In the world of fiction, most of the time an ellipsis at the end of a sentence indicates a thought that trails off. So the ellipsis doesn't really mean something's been skipped. And often the sentence isn't a complete sentence anyway.

Formal vs. informal writing style.

In my manuscripts, I don't use the ellipsis character thingy Word auto creates because it does not always translate properly when pasting chapters or stories directly into emails supported by non-Microsoft email clients. That also goes for smart quotes, m-dashes, and any other special characters.

You may catch me here not putting a space between the word and the period, but that's just because I'm lazy in blog posts and emails.

Robin S. said...

Ellipsis talks. I love you guys.

No one else in my world would let me listen to or talk about this stuff. The eye-rolling I'd get around the house, well, it would almost be professional in level.

Anyway, I'd never heard of the "four periods end of sentence because of the period and then the three dots following" rule..

I, like phoenix, use an ellipsis, and think of its use, as a trailing-off mechanism. I believe you all, I just didn't know about it.

writtenwyrdd said...

Oh, I didn't intend to snark on your ellipsis comment, freddie, as you are technically correct according to my Master's level English grammar course many eons ago. But I didn't think it was still currently in use. Just asking because I was curious, is all.

Xenith said...

I use the (can't find the first page with the title on it) AGPS Style Manual, which says you put a full stop before an ellipsis "if the end of the sentence has been reached" and for "faltering speech or to suggest diffidence,
reluctance or irony" it shows the usual... Which agrees with what you said, but in a more authoriative way :)

(Noting, that when they occur in the middle of a sentence it has a space before and adter them.)

ME said...

In the world of fiction, most of the time an ellipsis at the end of a sentence indicates a thought that trails off. So the ellipsis doesn't really mean something's been skipped. And often the sentence isn't a complete sentence anyway.

Yea, I read something similar in Wiki. I strongly dislike the practice. Just because "everyone's doing it" doesn't make it right.

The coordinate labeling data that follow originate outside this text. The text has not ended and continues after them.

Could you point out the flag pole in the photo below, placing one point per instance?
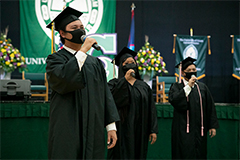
(232, 50)
(209, 50)
(174, 42)
(191, 32)
(132, 30)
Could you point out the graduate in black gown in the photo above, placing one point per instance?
(136, 107)
(194, 114)
(81, 103)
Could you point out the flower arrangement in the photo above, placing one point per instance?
(150, 61)
(10, 57)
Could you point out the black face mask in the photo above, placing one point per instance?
(76, 36)
(189, 74)
(129, 66)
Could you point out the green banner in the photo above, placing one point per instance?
(236, 57)
(35, 39)
(192, 46)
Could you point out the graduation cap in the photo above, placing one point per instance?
(67, 16)
(185, 63)
(123, 55)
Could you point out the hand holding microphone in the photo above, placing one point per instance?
(192, 80)
(94, 44)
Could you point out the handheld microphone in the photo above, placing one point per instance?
(195, 77)
(95, 45)
(132, 74)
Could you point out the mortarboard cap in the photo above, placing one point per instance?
(186, 62)
(123, 55)
(67, 16)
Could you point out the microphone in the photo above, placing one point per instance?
(195, 77)
(95, 45)
(132, 74)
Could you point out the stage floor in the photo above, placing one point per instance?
(24, 131)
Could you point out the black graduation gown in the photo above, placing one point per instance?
(138, 118)
(191, 145)
(81, 106)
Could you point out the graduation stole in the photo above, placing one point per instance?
(201, 111)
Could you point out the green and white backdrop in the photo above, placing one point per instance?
(35, 39)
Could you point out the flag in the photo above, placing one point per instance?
(132, 31)
(194, 47)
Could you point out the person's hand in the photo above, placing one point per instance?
(153, 138)
(87, 44)
(112, 139)
(192, 81)
(130, 78)
(212, 132)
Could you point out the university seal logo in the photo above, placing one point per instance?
(47, 10)
(190, 51)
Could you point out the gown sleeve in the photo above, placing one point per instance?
(177, 97)
(120, 92)
(211, 111)
(63, 74)
(111, 113)
(153, 113)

I better not spend any more time in this comment thread, or I may not be able to figure out what to do with that dead body in the trunk of the limo!!!

freddie said...

Oh, I know, wryttenwyrd. I just this compulsory need to explain. Wyrd.

Robin S. said...

Ooooh, you've got a dead body in the trunk???

Robin S. said...

Uh oh, guys.

I'd be Dead Fred without my (apparently) improper ellipses.

Sarah said...

I hate putting a period before (before?) or after my ellipses. Ruins the aesthetic quality of them for me. My copy editor, when I shall be fortunate to have such, can put periods wherever they wish.

So when my brain fogs and my thoughts...

Whirlochre said...

I had an ellipsis once - but the ointment soon brought it to a stop.

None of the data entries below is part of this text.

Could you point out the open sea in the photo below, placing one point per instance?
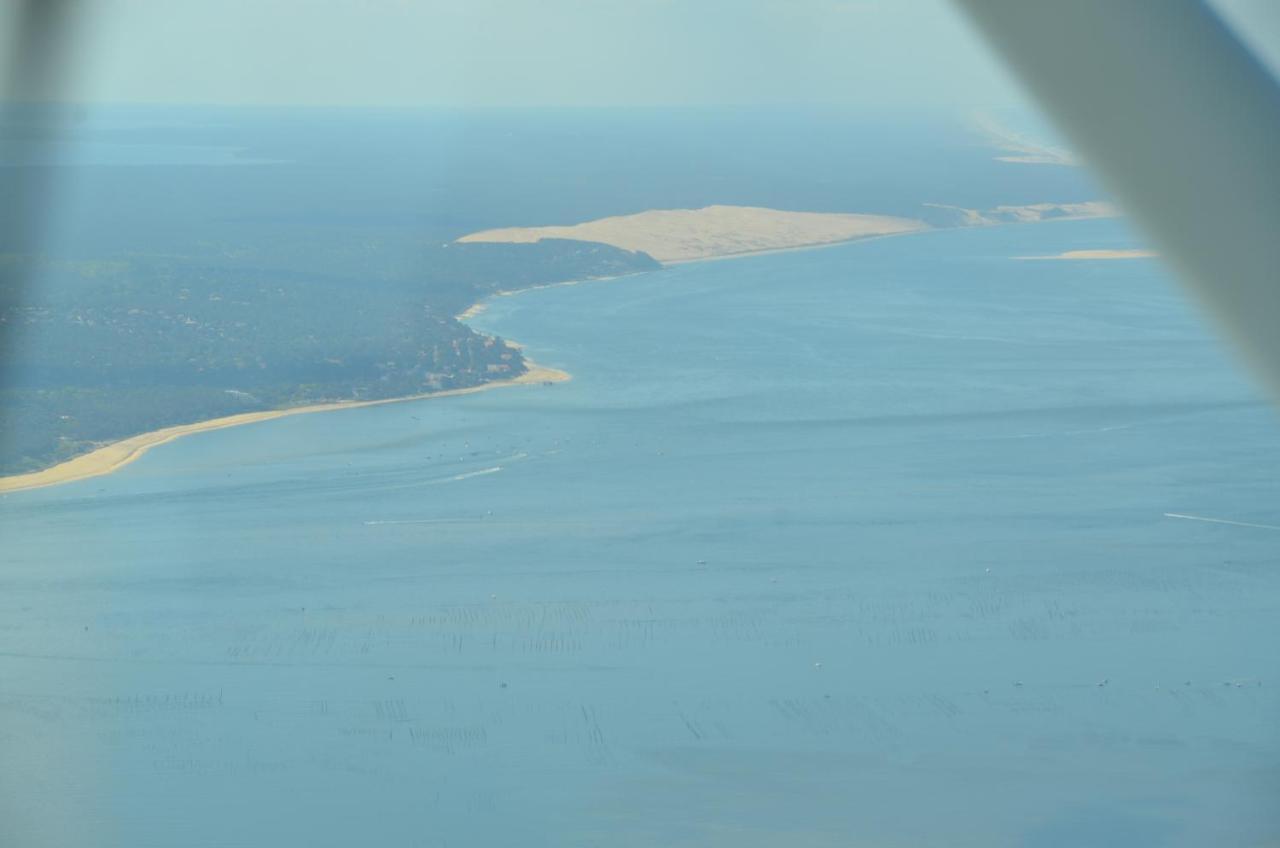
(905, 542)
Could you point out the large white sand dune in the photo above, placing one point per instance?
(682, 235)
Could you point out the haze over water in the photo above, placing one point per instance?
(894, 566)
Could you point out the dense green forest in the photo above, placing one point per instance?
(103, 349)
(161, 265)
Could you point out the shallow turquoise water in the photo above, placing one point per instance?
(855, 546)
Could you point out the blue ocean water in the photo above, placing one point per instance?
(869, 545)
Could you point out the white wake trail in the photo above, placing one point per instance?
(1201, 518)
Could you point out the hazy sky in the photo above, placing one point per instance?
(534, 53)
(873, 53)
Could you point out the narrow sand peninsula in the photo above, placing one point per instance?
(688, 235)
(1098, 254)
(117, 455)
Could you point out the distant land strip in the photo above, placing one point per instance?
(117, 455)
(716, 232)
(670, 236)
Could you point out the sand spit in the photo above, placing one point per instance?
(685, 235)
(117, 455)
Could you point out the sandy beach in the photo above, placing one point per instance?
(117, 455)
(1097, 254)
(689, 235)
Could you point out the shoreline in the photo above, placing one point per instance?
(115, 455)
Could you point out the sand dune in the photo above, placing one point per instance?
(685, 235)
(117, 455)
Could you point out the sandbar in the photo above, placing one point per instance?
(117, 455)
(711, 232)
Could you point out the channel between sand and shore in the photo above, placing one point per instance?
(117, 455)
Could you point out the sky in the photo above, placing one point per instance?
(865, 54)
(530, 53)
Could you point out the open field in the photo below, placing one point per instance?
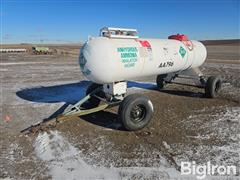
(186, 126)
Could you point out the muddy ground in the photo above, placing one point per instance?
(186, 126)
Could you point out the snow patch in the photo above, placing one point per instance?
(65, 161)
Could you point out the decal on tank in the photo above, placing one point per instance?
(128, 55)
(166, 64)
(182, 51)
(147, 45)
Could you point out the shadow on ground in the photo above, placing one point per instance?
(73, 92)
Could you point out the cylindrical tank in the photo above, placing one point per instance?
(106, 60)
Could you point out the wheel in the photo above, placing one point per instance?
(160, 81)
(93, 101)
(213, 86)
(135, 112)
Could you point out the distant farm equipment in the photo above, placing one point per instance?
(41, 50)
(14, 50)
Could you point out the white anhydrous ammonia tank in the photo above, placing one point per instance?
(106, 60)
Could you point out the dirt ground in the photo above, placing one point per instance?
(186, 126)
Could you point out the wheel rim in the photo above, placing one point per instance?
(138, 113)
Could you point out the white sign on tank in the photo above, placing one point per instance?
(106, 60)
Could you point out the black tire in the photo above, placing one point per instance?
(160, 81)
(213, 86)
(93, 101)
(135, 112)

Returning to the submission, I concur with most of you that it reads more like a paragraph to be found buried in the first quarter of the book after prior work has been done on Jack. As such, the first two sentences are fine and flow well, but then it gets a bit bogged down with two sentences flung round the same 'had' structure. By 'Moonpie' ('She'?), it's reading a little like a roll call-cum-gazeteer and if the next sentence was about some family pet I wouldn't be surprised.

But - it's all pretty zippy in spite of its sophistications and I have no doubt that if the author whipped away the tablecloth from beneath all of this, he/she could rearrange the paper plates admirably.

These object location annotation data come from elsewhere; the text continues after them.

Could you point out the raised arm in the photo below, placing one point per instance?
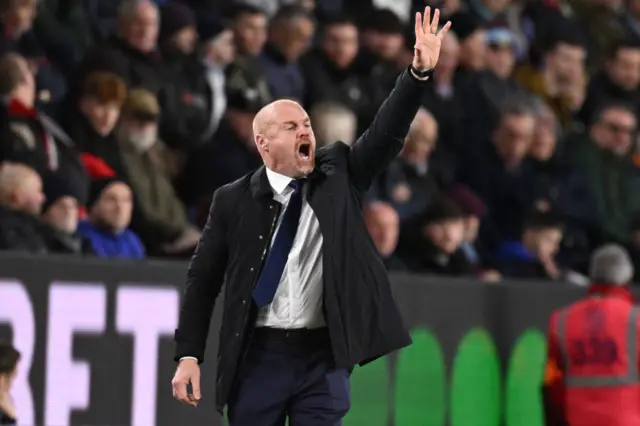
(204, 282)
(383, 141)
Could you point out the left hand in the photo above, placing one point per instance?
(428, 40)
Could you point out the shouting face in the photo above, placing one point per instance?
(285, 139)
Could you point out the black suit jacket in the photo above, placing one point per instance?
(361, 315)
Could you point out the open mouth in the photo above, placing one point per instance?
(304, 151)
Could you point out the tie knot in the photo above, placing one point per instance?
(296, 184)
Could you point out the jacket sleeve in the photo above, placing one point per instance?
(205, 277)
(384, 139)
(553, 385)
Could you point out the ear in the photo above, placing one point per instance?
(262, 142)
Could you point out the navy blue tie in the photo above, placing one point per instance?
(277, 258)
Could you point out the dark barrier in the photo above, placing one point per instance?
(97, 348)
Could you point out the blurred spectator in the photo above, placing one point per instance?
(383, 224)
(21, 200)
(383, 50)
(561, 80)
(131, 53)
(335, 73)
(34, 139)
(195, 103)
(474, 210)
(631, 19)
(16, 21)
(533, 255)
(232, 154)
(496, 172)
(443, 98)
(271, 7)
(600, 20)
(412, 181)
(178, 34)
(249, 26)
(9, 360)
(618, 81)
(110, 205)
(163, 227)
(492, 88)
(92, 122)
(250, 36)
(65, 30)
(431, 242)
(603, 155)
(561, 188)
(501, 58)
(290, 33)
(60, 211)
(473, 46)
(487, 11)
(333, 122)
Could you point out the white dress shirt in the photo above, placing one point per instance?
(298, 299)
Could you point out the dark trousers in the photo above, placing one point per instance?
(289, 374)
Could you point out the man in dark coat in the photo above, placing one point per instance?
(298, 319)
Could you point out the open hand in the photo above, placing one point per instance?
(428, 40)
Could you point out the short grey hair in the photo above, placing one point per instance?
(611, 264)
(128, 8)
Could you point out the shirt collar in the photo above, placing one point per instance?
(277, 181)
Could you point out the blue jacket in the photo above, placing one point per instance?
(125, 245)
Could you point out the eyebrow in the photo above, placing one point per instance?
(295, 123)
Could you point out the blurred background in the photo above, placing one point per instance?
(120, 118)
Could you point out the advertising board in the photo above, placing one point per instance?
(96, 340)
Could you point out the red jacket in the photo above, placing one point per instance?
(591, 376)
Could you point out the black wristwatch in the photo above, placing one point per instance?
(421, 74)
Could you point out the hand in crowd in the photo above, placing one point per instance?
(428, 40)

So - it's definitely 'new' in the sense that I would read on, but not necessarily a 'beginning'.

BuffySquirrel said...

I hate the ellipses with spaces between. They draw way too much attention to themselves. On the other hand, the wordprocessor ellipsis characters are just annoying.

GUD house style has three fullstops between words, with no spaces, like...this, and four at the end.... No evil spaces!

AR said...

Far more pleasing, buffysquirrel. I prefer the human impulse to technicalities and rules. Meaning is far more likely to be found in the former than in the latter, and that's what writing is about, isn't it?